Several program ideas and objectives in music therapy:

 * The group placement is essential before beginning the séances.  A circle formation is very effective.  Everyone sees each other,
and the role of “leader” is blended and can interchange with the patients equally.  There is also something deeply rooted  in a circle.
The ancient fire?
                               
 * To build a human contact with music by sounds, touch, instruments, and the voice.
       
 * To “listen” to all subtile body gestures that are “speaking:” a smile, a regard, a slumped head that rises up, a foot
slightly tapping the beat of a song.  Often these are the only signs of inter-exchange.  Enormous details.
                             
 * Be receptive to individual limits: fragile hands that can hold only a tiny instrument, the fatigue that can "only" offer
passive listening, the particular rhythm of each person within the whole rhythm of the group.

 * To understand that a receptive state is not always passive.  It is not because certain patients don’t visibly react that they
don’t feel.  Also to remember that the sense of sound is often present (as in a coma) even if other sense reactions are not
obviously manifested.  In the cases of deaf people, sound can be "heard" through the skin as well as the ears, because
vibrations can be "felt" like textures of sound.

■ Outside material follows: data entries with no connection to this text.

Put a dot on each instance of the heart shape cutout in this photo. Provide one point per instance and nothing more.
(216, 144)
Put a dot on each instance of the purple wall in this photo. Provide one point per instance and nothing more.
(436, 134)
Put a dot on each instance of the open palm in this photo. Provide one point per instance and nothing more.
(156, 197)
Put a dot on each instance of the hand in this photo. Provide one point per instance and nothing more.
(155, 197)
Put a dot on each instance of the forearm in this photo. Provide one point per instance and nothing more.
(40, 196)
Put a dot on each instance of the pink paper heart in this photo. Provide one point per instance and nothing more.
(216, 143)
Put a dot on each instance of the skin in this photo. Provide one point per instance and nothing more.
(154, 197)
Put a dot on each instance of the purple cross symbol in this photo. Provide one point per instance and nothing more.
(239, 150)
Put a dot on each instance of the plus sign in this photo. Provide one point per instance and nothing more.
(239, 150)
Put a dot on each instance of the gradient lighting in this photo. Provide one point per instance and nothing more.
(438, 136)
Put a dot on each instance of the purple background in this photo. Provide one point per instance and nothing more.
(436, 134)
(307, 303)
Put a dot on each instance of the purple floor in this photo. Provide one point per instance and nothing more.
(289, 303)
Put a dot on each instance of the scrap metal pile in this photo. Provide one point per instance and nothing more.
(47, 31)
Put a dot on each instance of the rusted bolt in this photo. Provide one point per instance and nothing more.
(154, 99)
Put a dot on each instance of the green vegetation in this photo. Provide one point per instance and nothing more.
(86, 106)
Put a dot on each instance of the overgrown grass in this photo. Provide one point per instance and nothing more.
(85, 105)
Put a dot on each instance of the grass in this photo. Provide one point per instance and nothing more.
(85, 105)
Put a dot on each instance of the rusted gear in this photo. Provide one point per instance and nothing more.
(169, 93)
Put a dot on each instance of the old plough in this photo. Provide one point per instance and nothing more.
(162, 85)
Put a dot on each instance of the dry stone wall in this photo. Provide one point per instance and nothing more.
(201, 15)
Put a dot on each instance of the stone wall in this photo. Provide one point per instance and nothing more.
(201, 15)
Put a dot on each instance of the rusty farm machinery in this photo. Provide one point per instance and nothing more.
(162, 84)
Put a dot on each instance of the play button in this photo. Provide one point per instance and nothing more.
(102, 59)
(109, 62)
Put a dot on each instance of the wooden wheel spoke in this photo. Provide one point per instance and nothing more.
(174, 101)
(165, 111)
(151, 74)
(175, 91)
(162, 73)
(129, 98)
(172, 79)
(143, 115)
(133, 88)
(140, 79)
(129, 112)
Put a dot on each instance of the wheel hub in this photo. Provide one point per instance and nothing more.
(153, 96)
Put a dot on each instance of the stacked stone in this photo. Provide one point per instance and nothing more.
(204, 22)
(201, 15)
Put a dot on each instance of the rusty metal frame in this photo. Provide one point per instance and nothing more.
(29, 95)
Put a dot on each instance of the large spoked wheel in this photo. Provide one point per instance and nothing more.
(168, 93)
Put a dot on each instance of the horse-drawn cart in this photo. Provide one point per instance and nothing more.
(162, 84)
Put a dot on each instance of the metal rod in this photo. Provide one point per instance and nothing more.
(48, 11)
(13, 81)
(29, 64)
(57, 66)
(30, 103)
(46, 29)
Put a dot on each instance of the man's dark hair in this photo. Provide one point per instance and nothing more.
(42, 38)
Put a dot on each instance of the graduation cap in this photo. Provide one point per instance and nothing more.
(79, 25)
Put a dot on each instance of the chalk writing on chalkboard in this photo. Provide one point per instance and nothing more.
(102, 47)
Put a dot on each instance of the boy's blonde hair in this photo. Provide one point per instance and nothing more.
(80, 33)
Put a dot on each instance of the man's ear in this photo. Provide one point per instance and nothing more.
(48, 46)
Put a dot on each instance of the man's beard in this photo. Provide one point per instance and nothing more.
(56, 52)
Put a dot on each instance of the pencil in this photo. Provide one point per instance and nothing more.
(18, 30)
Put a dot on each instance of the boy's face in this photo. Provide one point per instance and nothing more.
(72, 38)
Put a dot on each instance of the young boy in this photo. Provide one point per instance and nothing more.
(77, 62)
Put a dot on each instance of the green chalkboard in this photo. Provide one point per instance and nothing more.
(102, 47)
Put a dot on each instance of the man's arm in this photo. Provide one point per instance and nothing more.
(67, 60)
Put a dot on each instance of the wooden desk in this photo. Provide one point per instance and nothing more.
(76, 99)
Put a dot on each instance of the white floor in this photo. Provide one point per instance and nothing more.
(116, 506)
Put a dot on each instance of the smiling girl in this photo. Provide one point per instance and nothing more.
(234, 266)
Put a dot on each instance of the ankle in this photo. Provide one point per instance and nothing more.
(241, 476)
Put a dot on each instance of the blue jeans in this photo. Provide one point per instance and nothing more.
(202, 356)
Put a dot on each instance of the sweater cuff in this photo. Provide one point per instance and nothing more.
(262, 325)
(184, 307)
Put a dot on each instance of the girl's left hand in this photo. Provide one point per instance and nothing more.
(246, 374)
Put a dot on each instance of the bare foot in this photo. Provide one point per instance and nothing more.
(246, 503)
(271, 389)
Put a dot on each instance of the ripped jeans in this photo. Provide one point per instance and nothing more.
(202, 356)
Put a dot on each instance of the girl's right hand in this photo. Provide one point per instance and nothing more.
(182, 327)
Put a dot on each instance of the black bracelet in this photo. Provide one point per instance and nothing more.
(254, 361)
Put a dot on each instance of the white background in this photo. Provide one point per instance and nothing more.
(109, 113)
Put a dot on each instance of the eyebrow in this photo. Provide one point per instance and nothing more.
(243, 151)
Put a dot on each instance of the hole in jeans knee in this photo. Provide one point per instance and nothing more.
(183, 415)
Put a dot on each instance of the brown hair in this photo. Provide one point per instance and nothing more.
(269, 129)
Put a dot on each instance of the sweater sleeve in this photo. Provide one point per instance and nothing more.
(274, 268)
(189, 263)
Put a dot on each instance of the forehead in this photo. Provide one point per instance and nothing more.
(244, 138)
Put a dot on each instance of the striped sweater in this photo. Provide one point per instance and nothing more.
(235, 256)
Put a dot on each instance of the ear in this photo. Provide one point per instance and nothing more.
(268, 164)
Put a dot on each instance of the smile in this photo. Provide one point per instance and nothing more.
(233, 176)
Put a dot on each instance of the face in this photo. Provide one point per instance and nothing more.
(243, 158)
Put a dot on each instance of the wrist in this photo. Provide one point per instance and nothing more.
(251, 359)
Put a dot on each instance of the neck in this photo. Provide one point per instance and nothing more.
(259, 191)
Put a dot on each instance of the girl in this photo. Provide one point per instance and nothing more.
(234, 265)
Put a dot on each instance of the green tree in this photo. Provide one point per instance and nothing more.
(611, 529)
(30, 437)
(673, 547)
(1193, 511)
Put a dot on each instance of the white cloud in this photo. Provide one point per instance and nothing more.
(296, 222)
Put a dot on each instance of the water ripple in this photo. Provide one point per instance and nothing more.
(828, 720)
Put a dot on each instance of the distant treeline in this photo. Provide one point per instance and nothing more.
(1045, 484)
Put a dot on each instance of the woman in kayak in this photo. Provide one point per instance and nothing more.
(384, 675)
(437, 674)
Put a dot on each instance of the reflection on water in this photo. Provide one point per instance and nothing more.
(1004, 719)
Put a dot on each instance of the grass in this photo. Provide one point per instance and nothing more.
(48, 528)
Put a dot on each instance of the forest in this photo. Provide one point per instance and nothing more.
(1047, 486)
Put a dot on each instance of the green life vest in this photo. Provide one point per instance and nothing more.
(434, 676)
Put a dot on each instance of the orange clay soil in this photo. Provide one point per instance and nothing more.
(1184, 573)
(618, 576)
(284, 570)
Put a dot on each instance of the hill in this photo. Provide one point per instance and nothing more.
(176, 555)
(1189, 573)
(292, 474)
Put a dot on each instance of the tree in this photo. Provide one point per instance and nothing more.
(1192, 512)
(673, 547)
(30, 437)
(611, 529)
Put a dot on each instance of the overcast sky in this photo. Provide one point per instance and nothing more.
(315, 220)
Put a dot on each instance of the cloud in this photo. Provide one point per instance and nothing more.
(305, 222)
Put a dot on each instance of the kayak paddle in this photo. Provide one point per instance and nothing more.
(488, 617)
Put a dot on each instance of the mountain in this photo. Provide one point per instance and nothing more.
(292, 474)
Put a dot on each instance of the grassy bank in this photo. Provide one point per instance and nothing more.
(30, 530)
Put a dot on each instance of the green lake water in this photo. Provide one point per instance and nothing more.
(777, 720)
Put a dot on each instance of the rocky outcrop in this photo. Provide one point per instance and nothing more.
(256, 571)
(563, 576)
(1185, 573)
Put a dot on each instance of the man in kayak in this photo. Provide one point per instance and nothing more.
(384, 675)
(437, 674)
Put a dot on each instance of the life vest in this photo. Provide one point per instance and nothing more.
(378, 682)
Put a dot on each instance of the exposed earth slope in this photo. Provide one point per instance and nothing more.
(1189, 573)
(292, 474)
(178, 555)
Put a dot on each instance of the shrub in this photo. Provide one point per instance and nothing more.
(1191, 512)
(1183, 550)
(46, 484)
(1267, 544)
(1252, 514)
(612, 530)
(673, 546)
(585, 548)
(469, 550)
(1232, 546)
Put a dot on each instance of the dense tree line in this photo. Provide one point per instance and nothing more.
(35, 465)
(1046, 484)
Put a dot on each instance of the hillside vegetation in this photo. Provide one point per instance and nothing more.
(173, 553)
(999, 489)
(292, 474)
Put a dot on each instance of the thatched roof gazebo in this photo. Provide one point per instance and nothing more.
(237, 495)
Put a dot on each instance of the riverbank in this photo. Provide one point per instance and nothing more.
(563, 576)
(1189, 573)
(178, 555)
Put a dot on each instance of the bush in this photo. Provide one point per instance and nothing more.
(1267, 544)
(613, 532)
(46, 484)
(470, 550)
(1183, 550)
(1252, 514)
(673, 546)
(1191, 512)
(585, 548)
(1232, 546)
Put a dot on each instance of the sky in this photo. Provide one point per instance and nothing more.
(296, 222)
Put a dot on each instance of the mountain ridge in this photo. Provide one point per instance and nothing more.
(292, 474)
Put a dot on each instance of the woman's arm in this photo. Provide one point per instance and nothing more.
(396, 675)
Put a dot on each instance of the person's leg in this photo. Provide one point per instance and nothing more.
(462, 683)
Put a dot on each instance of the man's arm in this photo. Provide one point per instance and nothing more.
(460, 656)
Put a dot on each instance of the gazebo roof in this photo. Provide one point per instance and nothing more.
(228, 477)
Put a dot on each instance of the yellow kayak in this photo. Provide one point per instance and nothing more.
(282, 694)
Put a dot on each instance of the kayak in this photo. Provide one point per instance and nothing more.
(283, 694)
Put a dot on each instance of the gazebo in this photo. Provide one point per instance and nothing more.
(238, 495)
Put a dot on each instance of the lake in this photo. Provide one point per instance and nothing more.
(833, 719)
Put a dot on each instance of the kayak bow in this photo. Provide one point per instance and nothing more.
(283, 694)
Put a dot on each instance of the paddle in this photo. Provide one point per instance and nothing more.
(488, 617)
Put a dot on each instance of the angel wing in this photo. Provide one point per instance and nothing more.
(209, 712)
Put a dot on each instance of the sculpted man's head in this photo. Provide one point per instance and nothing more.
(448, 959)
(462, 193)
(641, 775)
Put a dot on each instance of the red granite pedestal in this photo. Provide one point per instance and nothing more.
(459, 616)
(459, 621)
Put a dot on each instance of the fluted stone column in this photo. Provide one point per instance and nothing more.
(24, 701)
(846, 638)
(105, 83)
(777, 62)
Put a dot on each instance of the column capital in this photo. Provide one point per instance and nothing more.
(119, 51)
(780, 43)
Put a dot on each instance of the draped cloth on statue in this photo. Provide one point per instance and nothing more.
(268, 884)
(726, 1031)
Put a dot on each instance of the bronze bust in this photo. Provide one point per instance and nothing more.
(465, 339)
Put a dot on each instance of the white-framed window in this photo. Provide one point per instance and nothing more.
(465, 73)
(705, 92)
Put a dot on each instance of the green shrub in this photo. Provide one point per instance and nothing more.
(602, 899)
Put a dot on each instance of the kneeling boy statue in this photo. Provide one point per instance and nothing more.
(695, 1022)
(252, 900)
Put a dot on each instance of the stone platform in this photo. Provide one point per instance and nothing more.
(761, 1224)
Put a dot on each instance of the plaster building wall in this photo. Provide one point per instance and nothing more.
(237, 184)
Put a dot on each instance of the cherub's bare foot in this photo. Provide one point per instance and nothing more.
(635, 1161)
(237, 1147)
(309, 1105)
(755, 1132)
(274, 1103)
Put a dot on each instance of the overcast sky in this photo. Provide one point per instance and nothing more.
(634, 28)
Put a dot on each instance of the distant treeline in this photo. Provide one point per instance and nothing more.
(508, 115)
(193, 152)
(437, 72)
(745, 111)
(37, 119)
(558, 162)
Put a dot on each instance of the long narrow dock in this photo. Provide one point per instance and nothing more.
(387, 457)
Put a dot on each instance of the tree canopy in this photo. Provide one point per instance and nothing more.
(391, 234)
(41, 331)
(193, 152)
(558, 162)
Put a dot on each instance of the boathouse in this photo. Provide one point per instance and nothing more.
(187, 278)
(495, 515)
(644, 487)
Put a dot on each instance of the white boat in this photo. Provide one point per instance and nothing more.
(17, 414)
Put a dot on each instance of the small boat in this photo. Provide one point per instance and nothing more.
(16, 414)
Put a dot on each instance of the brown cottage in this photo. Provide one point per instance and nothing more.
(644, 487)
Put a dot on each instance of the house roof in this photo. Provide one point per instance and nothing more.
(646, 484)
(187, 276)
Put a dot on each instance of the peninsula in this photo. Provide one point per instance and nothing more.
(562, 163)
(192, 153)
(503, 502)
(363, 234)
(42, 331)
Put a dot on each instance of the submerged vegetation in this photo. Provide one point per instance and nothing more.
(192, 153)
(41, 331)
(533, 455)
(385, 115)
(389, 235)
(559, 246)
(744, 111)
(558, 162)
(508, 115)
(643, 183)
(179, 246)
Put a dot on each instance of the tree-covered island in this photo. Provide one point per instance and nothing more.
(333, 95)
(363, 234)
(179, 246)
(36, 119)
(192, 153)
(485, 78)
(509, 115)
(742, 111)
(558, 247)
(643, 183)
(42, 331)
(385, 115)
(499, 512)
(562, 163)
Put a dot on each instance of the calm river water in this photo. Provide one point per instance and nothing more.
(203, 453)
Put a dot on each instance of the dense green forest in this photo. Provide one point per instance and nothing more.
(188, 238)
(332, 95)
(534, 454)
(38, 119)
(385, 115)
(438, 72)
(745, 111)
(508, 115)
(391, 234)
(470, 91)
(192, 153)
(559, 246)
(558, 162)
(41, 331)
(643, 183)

 * Introduce a program that integrates the group.  It is eventually the actual group that shows what should happen as it is
centered on their interests, their age group, their capacities.  A common link for any group is to follow the seasons of nature,
and constantly bring in sounds and songs that correspond with these cycles (ex.  scintillating chimes with a high range and
rainsticks  on the hot summer days).

 * Encourage the dynamic exchange among the patients.  They are then forming their own identity as a group.
                           
 * Together we not only do the music, we become the music.